Preparedness and more "What If..."
(Bushnell, SD, USA)
I was asked to post my "what if..." comments here that I had sent in... so hope they help inspire some who are still thinking about preparedness' benefits.
Just wanted to pass on a couple examples of "what if..."
I worked in Katrina hurricane zone for six months. FEW people were prepared, even though they knew a huge storm was coming. They should have had cages to transport their pets inland. They "Should have" had resources set aside to move out of the way of the storm.
Even inland people experienced "hardships" due to lack of trucks being available to deliver ag equipment because they were all busy on the coast; during the harvest season of other parts of the country (had friends in SD suffer because they couldn't get ag parts for machinery). LEAN Manufacturing is what they call it. But its bad planning in my view. It assuming a "rosy" picture always in the future.
I also remember winter of 1996, here in South Dakota when food trucks couldn't deliver milk, bread and other foods to the stores. Shelves started getting sparse. Prior to that people teased me about my excessive shopping and stocking up. However, when I was able to share what I had with families that typically purchased daily... they got a clearer picture.
Now fast forward to today. My daughter and grand kids lived in Giza, Egypt
until Oct 2010. They got out just in time.
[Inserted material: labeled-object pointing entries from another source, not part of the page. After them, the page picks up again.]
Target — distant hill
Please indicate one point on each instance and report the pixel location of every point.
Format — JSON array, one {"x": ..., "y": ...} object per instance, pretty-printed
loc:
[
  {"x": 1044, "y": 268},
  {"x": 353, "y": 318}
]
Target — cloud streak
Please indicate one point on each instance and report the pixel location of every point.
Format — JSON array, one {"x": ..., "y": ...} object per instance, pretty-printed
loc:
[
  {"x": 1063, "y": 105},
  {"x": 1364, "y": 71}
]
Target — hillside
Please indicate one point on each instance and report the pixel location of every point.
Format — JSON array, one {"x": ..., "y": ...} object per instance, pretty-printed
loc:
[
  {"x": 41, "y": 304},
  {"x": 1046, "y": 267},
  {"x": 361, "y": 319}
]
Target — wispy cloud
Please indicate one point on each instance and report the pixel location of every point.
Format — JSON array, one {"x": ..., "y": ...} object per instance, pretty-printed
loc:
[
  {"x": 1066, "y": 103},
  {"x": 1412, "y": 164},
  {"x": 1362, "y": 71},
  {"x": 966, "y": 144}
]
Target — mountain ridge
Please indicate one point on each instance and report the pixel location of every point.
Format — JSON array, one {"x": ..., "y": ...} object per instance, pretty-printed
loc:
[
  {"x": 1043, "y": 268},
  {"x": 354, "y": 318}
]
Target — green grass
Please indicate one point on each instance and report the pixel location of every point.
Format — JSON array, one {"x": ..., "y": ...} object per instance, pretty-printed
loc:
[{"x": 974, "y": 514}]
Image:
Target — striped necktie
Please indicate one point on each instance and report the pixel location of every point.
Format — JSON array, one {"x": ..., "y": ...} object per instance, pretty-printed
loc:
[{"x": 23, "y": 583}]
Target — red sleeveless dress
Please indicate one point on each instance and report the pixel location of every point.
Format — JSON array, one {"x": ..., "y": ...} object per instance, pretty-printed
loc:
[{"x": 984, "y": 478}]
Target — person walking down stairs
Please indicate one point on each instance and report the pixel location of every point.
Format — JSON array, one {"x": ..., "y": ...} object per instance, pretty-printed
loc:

She left just prior to airlines restrictions on pregnant women flying. If she had stayed "until after the baby was born"... she would have been stranded in her home without medical care, with a new baby and a c-section (all babies are taken c-section there). It really brought home to her the value of food storage in Egypt.
I was with her there, the year our nation went to war with Iraq. We watched as the prices of everything sky rocketed. But I had already purchased bags of grain and pastas and we'd stored them in her home. Her husband thought I was "nuts", since he believed "modern people who weren't backward, like the bedouin, didn't stock up", until the war hit and prices went crazy.
I wonder often how the prices there are, now that Egypt itself is in turmoil and think about how that society doesn't encourage even the slightest food storage. Not even a few days of stored food. Eggs and milk, bread, everything is bought each day for THAT day's meals. I think of the babies going hungry also due to the promotion of formula and discouragement of "old fashioned" breast feeding. Sad just sad.
But are we any different in the US? When crisis happens, whether man-made or natural, can we say we'd be able to survive even one week?